In the early 1980s, Lynn had several more hits, including “Pregnant Again,” “Naked In The Rain,” and “Somebody Led Me Away.” She was thus the first woman in country music to have 50 top-ten hits. Her last top-ten record as a soloist was I Lie in 1982, but her releases continued to chart until the end of the decade. One of her last solo releases was 1985’s “Heart Don’t Do This to Me,” which reached number 19—her last top-20 hit. She was inducted into the Country Music Hall of Fame in 1988.
In 1993, Lynn stopped releasing singles and focused more on touring than promoting. As a concert artist, she remained a top draw throughout her career, but by the early 1990s she drastically cut down the number of personal appearances due to the fragile health of her husband, who died in 1996.
1990–present: Later career
Lynn returned to the public eye in 1993 with the trio album, Honky Tonk Angels, recorded with Dolly Parton and Tammy Wynette, and the following year she released a three-CD boxed set chronicling her career. In 1995, Lynn taped a seven-week series on the Nashville Network (TNN) titled Loretta Lynn & Friends, and performed about 50 concert dates that year as well. Honky Tonk Angels became very successful for the trio, peaking at number four on the Top Country Albums chart and number 42 on the Billboard 200, selling enough copies to be certified “Gold” by the RIAA shortly after its release.
In 2000, Lynn released her first album in several years, entitled Still Country. In it, she included a song, “I Can’t Hear the Music,” as a tribute to her late husband. While the album gained positive critical notices, sales were low in comparison with her releases in the 1970s. In 2002, Lynn published her second autobiography, Still Woman Enough, and in 2004, she published a cookbook, You’re Cookin’ It Country.
In 2004, Lynn made a comeback with the highly successful album Van Lear Rose, the second album on which she either wrote or co-wrote every song. The album was produced by her “friend forever” Jack White of The White Stripes and featured guitar work and backup vocals by White. Her collaboration with White allowed Lynn to reach new audiences and generations, garnering high praise in magazines that specialize in mainstream and alternative rock music, such as Spin and Blender. Rolling Stone voted the album the second best of the year for 2004.
Lynn has written over 160 songs and released 70 albums.
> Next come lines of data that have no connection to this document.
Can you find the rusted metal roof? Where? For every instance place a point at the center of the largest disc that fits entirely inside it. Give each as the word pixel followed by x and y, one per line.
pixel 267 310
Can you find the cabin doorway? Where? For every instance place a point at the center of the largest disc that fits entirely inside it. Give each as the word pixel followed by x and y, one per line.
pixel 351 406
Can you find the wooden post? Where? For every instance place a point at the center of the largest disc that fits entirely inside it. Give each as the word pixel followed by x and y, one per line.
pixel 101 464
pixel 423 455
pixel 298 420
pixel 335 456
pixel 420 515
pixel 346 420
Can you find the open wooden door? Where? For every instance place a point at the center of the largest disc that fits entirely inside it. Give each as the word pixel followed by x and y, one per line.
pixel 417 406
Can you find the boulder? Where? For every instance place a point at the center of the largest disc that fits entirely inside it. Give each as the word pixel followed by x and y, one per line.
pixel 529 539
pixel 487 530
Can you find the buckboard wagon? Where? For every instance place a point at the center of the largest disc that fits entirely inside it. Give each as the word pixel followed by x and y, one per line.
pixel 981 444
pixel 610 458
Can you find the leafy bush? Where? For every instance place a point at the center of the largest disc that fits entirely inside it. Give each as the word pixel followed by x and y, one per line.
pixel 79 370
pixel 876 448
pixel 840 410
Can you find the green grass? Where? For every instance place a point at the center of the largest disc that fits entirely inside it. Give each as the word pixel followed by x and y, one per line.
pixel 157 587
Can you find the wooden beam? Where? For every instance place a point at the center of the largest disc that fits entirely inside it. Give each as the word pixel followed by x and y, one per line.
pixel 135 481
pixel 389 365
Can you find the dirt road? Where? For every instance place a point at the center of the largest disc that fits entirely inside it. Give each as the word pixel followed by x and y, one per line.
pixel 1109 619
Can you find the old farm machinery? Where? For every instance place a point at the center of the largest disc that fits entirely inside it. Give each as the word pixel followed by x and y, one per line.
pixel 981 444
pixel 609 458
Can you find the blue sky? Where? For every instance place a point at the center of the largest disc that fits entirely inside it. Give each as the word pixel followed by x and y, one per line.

She has had 17 number-one albums and 16 number-one singles on the country charts, winning dozens of awards four Grammies, seven American Music Awards, eight Broadcast Music Incorporated awards, and ten Academy of Country Music awards.
In 1972, Lynn was the first woman named “Entertainer of the Year” by the Country Music Association, one of only five women ever to have received CMA’s highest award. She was named “Artist of the Decade” for the 1970s by the Academy of Country Music. Lynn was inducted into the Country Music Hall of Fame in 1988, and the Country Gospel Music Hall of Fame in 1999. She was a recipient of the Kennedy Center Honors in 2003. Lynn is also ranked sixty-fifth on VH1’s 100 Greatest Women of Rock & Roll and has a star on the Hollywood Walk of Fame.
In 2002, Lynn placed at number three on CMT television’s special of the 40 Greatest Women of Country Music.
On March 17, 2007, Berklee College of Music presented Lynn an honorary doctorate of music degree for her contribution to the world of country music, presented to her on stage at the Grand Ole Opry. On June 19, 2008, Lynn was inducted into the Songwriters Hall of Fame in a ceremony in New York City.